Despite gun-yielding practices

by Emily SchettlerStaff Writer

Inquiries by the Iowa Board of Regents into allowing security officers at public universities to carry guns have sparked debates on campuses around Iowa, including Simpson.

Currently, none of the colleges and universities in Iowa allow their officers to be armed. Several schools, including Drake and Morningside, seriously considered providing their officers with guns before ultimately deciding against it.

At Simpson, security officers do not carry anything but a flashlight and a cellular phone.

“We contact the Indianola Police Department whenever there is a criminal matter,” Director of Security Chris Frerichs said.

The current security staff at Simpson is made up of seven adults and seven students. At the beginning of the school year, the staff goes through a four-day training period where they learn about the policies on campus and how to handle different altercations that may arise. They do not receive training on how to use any weapons.

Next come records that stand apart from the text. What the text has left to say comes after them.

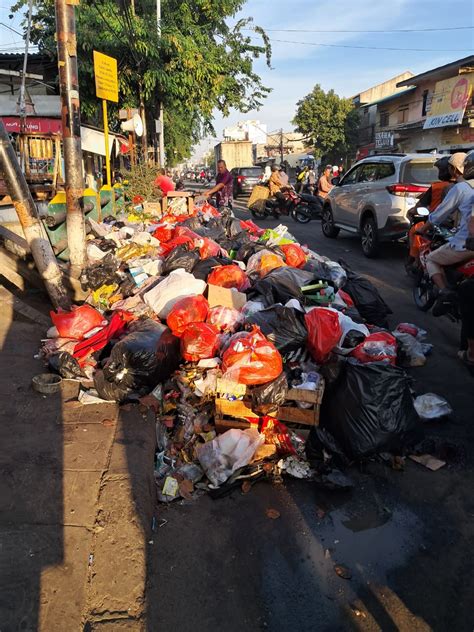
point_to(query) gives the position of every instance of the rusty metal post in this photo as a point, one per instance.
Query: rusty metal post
(71, 127)
(33, 229)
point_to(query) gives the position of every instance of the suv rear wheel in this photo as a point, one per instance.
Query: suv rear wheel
(369, 237)
(327, 223)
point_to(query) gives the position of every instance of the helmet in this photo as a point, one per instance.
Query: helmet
(469, 166)
(442, 164)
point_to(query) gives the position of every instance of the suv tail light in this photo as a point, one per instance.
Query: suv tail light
(405, 190)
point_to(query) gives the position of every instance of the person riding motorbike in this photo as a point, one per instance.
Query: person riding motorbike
(461, 198)
(431, 199)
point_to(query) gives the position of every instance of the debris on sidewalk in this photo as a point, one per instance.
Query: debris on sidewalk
(240, 341)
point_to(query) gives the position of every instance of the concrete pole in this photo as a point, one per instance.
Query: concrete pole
(71, 128)
(33, 229)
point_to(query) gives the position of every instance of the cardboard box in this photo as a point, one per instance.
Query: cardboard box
(225, 297)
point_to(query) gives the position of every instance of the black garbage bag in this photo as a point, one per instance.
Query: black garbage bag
(267, 397)
(180, 257)
(65, 365)
(280, 285)
(146, 356)
(368, 410)
(104, 272)
(203, 268)
(284, 326)
(366, 297)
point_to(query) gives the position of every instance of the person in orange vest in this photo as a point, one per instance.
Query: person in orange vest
(431, 199)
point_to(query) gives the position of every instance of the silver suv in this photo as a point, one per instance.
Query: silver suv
(372, 199)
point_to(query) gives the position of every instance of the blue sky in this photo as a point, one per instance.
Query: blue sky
(296, 68)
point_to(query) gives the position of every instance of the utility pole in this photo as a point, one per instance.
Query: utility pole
(71, 131)
(33, 229)
(162, 123)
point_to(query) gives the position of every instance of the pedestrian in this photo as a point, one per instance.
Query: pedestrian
(324, 182)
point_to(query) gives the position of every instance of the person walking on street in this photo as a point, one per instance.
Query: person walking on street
(324, 182)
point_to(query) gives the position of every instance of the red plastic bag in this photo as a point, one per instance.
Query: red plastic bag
(191, 309)
(77, 322)
(251, 227)
(324, 332)
(209, 248)
(229, 276)
(199, 341)
(251, 359)
(294, 255)
(378, 347)
(164, 233)
(225, 319)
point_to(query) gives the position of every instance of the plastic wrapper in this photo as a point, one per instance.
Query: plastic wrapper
(294, 255)
(324, 332)
(378, 347)
(180, 257)
(431, 406)
(367, 299)
(263, 262)
(251, 359)
(66, 365)
(199, 341)
(177, 285)
(229, 277)
(227, 453)
(368, 410)
(139, 361)
(283, 326)
(191, 309)
(225, 319)
(281, 285)
(76, 323)
(267, 397)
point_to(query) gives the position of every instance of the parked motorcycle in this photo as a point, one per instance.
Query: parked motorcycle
(424, 291)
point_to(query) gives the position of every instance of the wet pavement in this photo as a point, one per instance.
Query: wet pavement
(404, 537)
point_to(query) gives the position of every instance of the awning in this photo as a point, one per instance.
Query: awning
(450, 99)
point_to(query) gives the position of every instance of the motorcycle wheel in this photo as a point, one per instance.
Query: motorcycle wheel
(300, 216)
(423, 294)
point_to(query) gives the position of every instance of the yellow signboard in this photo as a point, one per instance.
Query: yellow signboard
(450, 99)
(106, 79)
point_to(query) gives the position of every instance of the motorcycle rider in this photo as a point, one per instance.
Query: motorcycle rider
(461, 198)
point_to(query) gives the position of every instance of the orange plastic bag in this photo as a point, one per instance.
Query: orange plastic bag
(191, 309)
(77, 322)
(229, 276)
(199, 341)
(251, 359)
(324, 332)
(294, 255)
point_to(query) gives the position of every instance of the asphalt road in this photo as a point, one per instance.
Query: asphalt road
(406, 536)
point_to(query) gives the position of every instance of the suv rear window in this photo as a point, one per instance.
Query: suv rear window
(419, 172)
(253, 171)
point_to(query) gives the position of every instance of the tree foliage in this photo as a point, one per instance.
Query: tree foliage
(198, 64)
(329, 121)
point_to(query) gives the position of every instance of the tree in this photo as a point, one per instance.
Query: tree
(199, 63)
(329, 121)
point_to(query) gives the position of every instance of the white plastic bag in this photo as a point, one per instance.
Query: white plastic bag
(177, 285)
(225, 454)
(431, 406)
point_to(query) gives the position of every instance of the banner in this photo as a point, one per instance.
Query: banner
(449, 102)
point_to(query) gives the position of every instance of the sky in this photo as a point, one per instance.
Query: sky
(296, 68)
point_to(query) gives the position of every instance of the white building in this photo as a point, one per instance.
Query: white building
(251, 130)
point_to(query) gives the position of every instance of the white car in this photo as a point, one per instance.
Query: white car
(372, 199)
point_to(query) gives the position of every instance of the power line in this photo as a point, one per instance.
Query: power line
(418, 50)
(427, 30)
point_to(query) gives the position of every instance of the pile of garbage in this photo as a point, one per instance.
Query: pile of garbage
(225, 331)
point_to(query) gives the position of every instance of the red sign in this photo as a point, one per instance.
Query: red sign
(34, 125)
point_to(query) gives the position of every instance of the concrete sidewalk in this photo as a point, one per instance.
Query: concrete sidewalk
(77, 492)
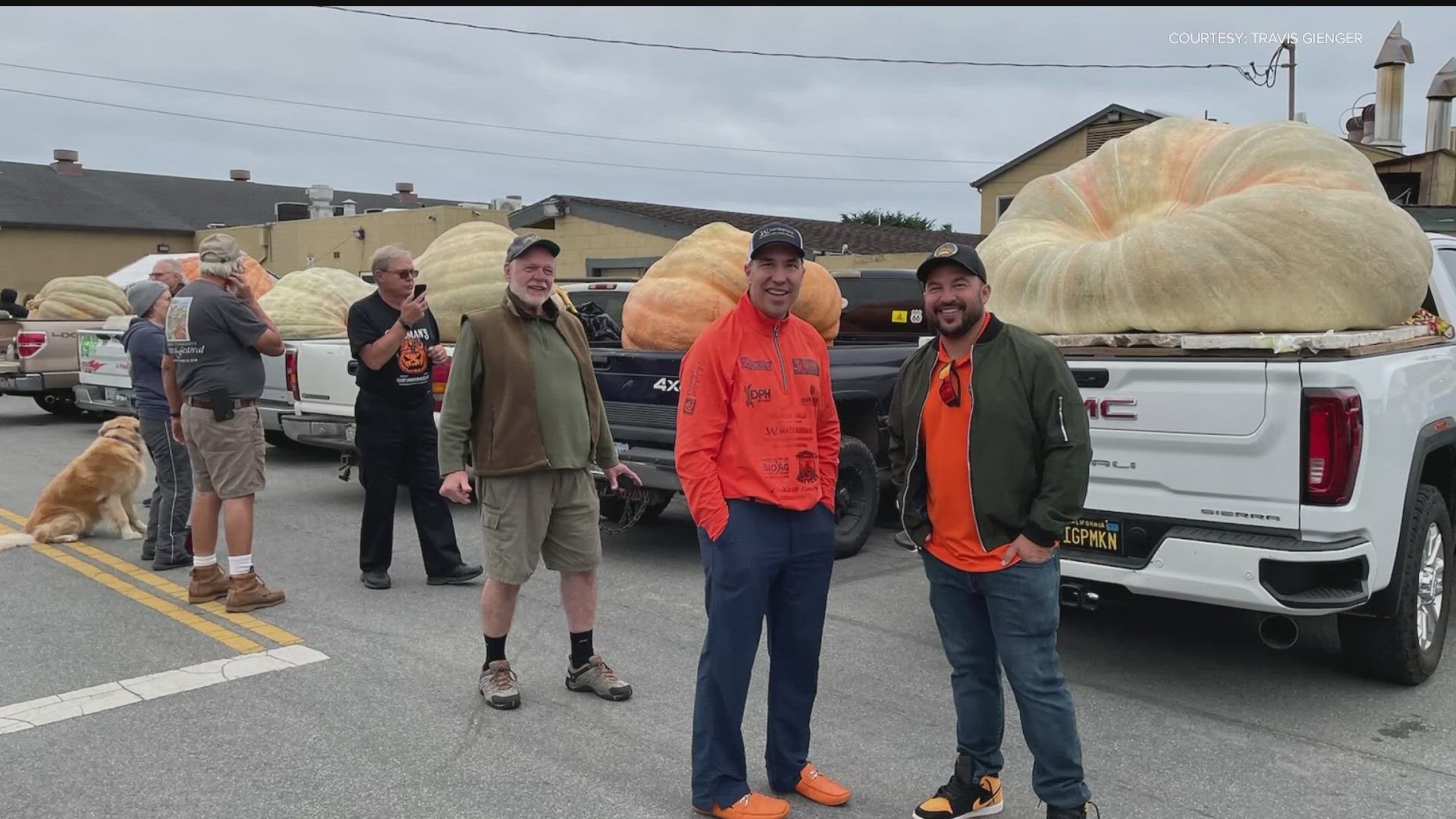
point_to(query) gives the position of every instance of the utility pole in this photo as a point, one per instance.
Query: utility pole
(1289, 46)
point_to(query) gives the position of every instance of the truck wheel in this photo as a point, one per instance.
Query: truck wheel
(856, 497)
(1405, 648)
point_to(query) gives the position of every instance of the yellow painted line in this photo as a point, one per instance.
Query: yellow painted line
(248, 621)
(199, 624)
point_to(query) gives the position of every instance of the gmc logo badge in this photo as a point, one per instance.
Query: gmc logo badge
(1110, 409)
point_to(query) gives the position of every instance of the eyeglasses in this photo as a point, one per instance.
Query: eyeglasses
(951, 387)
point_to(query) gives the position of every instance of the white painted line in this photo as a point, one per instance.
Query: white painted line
(115, 694)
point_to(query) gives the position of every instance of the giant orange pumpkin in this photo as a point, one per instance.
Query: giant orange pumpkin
(254, 273)
(1196, 226)
(702, 279)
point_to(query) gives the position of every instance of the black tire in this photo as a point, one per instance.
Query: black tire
(1389, 648)
(856, 497)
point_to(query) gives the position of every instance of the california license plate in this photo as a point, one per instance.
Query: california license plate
(1095, 534)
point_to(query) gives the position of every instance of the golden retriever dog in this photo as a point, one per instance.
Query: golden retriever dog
(93, 494)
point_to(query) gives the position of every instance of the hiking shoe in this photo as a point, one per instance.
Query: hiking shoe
(209, 583)
(962, 800)
(817, 787)
(248, 592)
(498, 686)
(598, 678)
(462, 573)
(752, 806)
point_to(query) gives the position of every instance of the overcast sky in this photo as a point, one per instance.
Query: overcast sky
(979, 115)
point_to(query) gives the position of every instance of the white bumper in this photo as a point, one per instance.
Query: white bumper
(1220, 575)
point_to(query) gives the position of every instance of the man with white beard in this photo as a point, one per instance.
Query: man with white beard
(532, 433)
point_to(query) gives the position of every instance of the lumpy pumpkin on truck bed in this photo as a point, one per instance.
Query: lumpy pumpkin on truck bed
(465, 271)
(702, 279)
(1197, 226)
(254, 275)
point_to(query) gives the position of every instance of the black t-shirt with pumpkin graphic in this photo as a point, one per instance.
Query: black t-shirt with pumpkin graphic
(405, 378)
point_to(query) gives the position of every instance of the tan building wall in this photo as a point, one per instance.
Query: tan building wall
(284, 246)
(884, 261)
(1055, 158)
(30, 257)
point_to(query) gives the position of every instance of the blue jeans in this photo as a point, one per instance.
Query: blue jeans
(1011, 615)
(769, 563)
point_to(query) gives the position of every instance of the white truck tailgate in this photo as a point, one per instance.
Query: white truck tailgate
(1196, 441)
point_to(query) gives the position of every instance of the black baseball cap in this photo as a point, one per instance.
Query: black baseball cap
(956, 254)
(777, 234)
(529, 241)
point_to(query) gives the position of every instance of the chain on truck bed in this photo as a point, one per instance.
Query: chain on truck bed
(634, 503)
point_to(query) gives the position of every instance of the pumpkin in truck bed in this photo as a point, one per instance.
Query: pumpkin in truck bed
(702, 279)
(1197, 226)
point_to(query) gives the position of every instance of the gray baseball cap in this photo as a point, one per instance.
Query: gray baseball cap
(528, 241)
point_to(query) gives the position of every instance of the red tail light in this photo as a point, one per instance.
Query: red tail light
(438, 376)
(30, 343)
(290, 368)
(1334, 431)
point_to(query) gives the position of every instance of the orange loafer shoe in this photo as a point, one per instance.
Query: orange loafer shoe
(817, 787)
(752, 806)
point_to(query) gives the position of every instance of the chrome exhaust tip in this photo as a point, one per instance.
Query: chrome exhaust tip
(1279, 632)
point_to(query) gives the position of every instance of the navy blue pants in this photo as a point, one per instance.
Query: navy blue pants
(1009, 617)
(777, 564)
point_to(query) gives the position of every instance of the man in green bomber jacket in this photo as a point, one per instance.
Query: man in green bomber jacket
(523, 404)
(989, 449)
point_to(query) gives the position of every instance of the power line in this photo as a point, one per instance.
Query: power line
(237, 95)
(786, 55)
(481, 150)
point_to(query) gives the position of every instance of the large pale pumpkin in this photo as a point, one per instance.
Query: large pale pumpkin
(79, 297)
(315, 302)
(254, 273)
(465, 268)
(1196, 226)
(702, 279)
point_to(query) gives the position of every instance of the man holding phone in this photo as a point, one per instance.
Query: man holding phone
(213, 375)
(397, 341)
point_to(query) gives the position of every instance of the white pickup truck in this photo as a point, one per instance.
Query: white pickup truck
(1292, 484)
(319, 376)
(105, 379)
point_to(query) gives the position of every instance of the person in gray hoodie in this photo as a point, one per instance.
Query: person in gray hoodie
(145, 341)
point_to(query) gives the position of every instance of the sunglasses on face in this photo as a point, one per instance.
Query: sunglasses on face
(951, 387)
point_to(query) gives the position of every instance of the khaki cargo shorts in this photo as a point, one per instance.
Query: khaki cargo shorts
(546, 513)
(228, 457)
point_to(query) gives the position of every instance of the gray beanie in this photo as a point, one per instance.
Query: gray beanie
(142, 295)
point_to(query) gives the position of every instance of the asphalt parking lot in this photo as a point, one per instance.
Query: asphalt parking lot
(366, 703)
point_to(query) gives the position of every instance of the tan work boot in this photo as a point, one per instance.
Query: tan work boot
(248, 594)
(209, 583)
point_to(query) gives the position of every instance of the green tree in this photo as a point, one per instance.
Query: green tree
(893, 219)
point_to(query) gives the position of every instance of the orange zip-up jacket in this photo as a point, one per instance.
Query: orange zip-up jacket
(756, 417)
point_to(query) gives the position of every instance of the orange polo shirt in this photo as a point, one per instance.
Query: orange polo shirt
(954, 537)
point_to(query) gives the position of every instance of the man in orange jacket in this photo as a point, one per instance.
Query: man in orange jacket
(758, 452)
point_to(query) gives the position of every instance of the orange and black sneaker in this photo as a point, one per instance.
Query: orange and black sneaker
(962, 800)
(817, 787)
(752, 806)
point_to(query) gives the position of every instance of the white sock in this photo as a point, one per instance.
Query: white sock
(239, 564)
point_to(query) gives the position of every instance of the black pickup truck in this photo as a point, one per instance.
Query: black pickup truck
(880, 327)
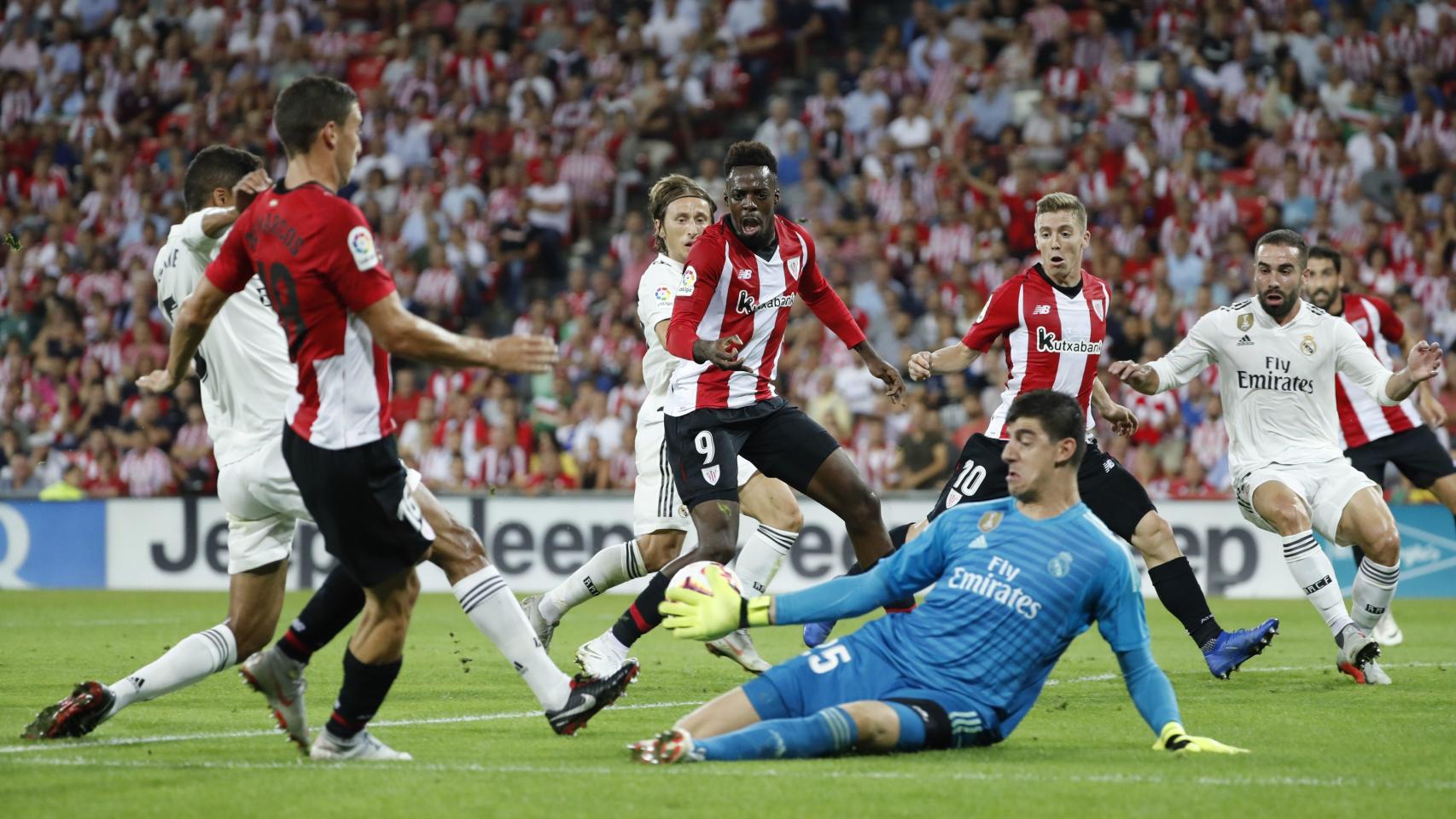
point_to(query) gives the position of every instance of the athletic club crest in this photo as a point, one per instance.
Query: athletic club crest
(990, 521)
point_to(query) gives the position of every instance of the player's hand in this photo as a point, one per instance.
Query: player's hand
(1424, 361)
(1431, 410)
(695, 616)
(1139, 375)
(249, 187)
(1174, 738)
(158, 381)
(724, 354)
(1124, 421)
(919, 367)
(521, 354)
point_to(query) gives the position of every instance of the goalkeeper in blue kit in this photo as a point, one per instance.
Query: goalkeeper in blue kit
(1014, 582)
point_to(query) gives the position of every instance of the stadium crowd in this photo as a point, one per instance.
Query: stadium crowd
(507, 148)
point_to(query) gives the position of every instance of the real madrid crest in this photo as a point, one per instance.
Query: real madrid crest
(990, 521)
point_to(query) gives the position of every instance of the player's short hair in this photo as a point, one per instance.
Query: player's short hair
(1284, 237)
(1059, 415)
(306, 107)
(750, 153)
(664, 192)
(213, 167)
(1325, 252)
(1059, 202)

Frerichs does not believe it is necessary for members of the security staff to be armed.

“The Indianola Police Department is located within three blocks of campus and can respond quickly to any accident,” Frerichs said.

Dan Richards, a part-time Simpson security guard who is also a member of the Winterset Police Department, said it would be nice to have some form of weaponry.

“It doesn’t matter what campus you’re on, you’ll have problems,” Richards said. “Those chances are less on small campuses, but problems still arise.”

Richards said he thinks Taser guns would be the best option.

“Right now, we’re trained to stand back and call the police, but not to get involved,” he said. “Taser guns are not deadly weapons. They are designed to immobilize the person without causing injury.”

Sophomore Andrew Doyle agrees with Richards.

“I would feel safer if our security had some protection,” Doyle said. “But I think that there’s not enough of a threat on a small campus for guns.”

Many concerns about campus safety arose after the mass shooting at Virginia Tech in April, where 33 people were killed and 17 were injured. An additional shooting earlier this month at Delaware State concluded with the death of two students.

According to Frerichs, Simpson has not had any threatening security issues in recent years.

“There haven’t been any situations on campus involving students and weapons,” he said.

Junior Whitney Franker said she feels safe at Simpson.

“I don’t worry when I walk around campus,” Franker said. “I don’t think it’s necessary for the security officers to have guns. If it gets worse it’s something to look at, but not now.”

Frerichs understands that people have concerns after what happened after Virginia Tech.

“People everywhere have a heightened sense of concern,” he said. “All institutions have gone through and reviewed their policies on crisis response. I read the entire report on the Virginia Tech shootings and have taken the recommendations into consideration.”